Imnir, our father, gave his son a narrow grin. “Boy.”
They embraced. At the same time a dog streaked across the rocks from the direction of a forest, huge and sleek and thick at the spine with boar-bristle fur. The creature made for Hessa in a blur of wagging tail and buffeting shoulders, knocking me aside with one distracted nuzzle before planting its paws on my mother’s shoulders and licking her face.
Hessa staggered, laughing, and pushed the hound down. “Nui! I thought you’d decided Omaskat was your master now, you stinking dog.”
Nui sat back with a lolling tongue and looked between my mother and me. On the rocks, her tail still thumped. She had been a fixture of my life for as long as I could remember, and had accompanied my mother to Arpa before I was conceived. Still, the years had done little to slow her, and only the graying fur around her mouth showed her age.
My father pulled me into an embrace and I buried my face in his neck. My heart had begun to ache, though I wasn’t sure when, and the sound of Nui’s paws clattering about on the rocks as she greeted Berin only made the pain worse.
When Imnir pulled away, he kept a grasp on my shoulders and peered into my eyes. “I see tears,” he observed, thumbing one away.
I blinked and wrinkled my nose. “These?
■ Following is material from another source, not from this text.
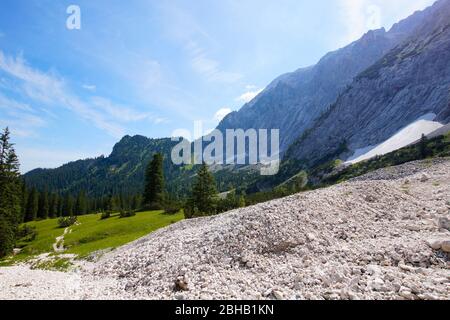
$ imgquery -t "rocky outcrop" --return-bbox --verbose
[83,159,450,300]
[218,0,442,153]
[288,0,450,164]
[0,159,450,300]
No, not tears. Though if we stay long, I’m sure I can find some.”
He gave a soft huff of a laugh and reached down to his belt. He unfastened the two horns and handed me one. The other, he held out to Berin. “So you can always hear one another,” he said.
I met Berin’s gaze and saw his lips waver at the corners. Then he nodded, a short, perfunctory nod, and fastened his new horn to his belt.
I took longer to look at mine. It was mottled gray and white, smooth and carved with runes and scenes of hunt, both ends capped with embossed silver. It was beautiful, twin to Berin’s as we were twin to one another.
I lifted the horn to my lips and, drawing a deep breath into my belly, blew. The sound filled the valley, reverberating and repeating in a rich, strident call. It ended in a twisting crack, Algatt-style, and I smiled at my father as I lowered it.
“Thank you,” I said, fastening the instrument to my belt as Berin had.
Imnir nodded and gestured toward the end of the valley, where the mountains folded into a pass that led down to a larger, glistening lake below. The Headwaters of the Pasidon River—and beyond it, the vague line of green that was the eastern shore. “Your boats are waiting. Walk with me, Daughter?”
I slipped my arm through his and began the long descent to the Headwaters, the boats, and that distant eastern shore.